These playful creatures have a spotted coat that can range from silver to dark brown, ear holes (no external ear flaps), and small rear flippers. Males are larger than females; a large male can weigh up to 300 pounds. They have short front flippers that enable them to "galumph" or belly-flop across land, but they move much easier in the water. They can dive 1400 feet and stay submerged for up to 40 minutes while searching for sole, flounder, cod, herring, squid, crustaceans, and other foods, and their nostrils can remain closed while they're submerged.

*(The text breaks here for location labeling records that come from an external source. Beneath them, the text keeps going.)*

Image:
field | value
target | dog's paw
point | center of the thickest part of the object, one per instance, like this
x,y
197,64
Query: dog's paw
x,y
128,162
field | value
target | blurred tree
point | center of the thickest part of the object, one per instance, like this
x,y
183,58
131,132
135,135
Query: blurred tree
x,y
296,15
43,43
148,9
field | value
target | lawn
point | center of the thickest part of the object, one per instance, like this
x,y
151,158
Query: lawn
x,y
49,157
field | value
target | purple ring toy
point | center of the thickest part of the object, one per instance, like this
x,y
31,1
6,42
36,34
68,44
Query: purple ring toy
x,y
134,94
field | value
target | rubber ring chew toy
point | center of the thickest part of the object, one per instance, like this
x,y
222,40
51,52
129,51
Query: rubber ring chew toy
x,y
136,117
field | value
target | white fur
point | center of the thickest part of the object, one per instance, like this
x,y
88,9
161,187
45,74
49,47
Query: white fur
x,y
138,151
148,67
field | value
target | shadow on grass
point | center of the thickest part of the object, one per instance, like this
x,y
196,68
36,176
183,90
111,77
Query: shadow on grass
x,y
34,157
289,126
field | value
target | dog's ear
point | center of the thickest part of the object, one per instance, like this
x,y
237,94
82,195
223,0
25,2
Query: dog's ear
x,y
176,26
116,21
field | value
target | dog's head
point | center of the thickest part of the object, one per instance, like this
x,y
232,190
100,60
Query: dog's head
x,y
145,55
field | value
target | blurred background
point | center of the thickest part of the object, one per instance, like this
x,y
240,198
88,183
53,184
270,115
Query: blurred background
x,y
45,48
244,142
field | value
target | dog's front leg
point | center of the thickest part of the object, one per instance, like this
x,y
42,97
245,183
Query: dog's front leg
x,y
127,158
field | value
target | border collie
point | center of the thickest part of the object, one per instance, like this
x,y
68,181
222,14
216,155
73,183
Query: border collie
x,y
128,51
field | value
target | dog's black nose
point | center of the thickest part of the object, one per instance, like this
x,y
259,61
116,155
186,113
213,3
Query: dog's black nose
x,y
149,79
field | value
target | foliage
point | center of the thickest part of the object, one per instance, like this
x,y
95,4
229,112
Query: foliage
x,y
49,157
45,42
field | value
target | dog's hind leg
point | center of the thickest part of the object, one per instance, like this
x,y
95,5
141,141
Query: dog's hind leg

There are approximately 500,000 Pacific Harbor Seals worldwide, and they can be found on both U.S. coasts. Along the Pacific Coast they can be seen from Alaska to Mexico, and there are 32 sites along the Oregon coast where they can be reliably found. They can be hard to spot when they're in the water. Look for something that appears to be a tabloid photo of the Loch Ness Monster. When they're not in the water, you can find them on rocky islands, sandy beaches, and mudflats, often resting in a C-shaped position with their head and their rear flippers curved upward. Just look for a large silver or brown banana sunning itself. 😄
A mother seal will occasionally leave her pup for several hours while feeding, and well-meaning people will assume the pup has been abandoned. It is important to leave the pup alone and to keep your distance. Do not move the pup, put it in the water, or cover it up. Instead, just leave the area so the mother will feel it's safe to return.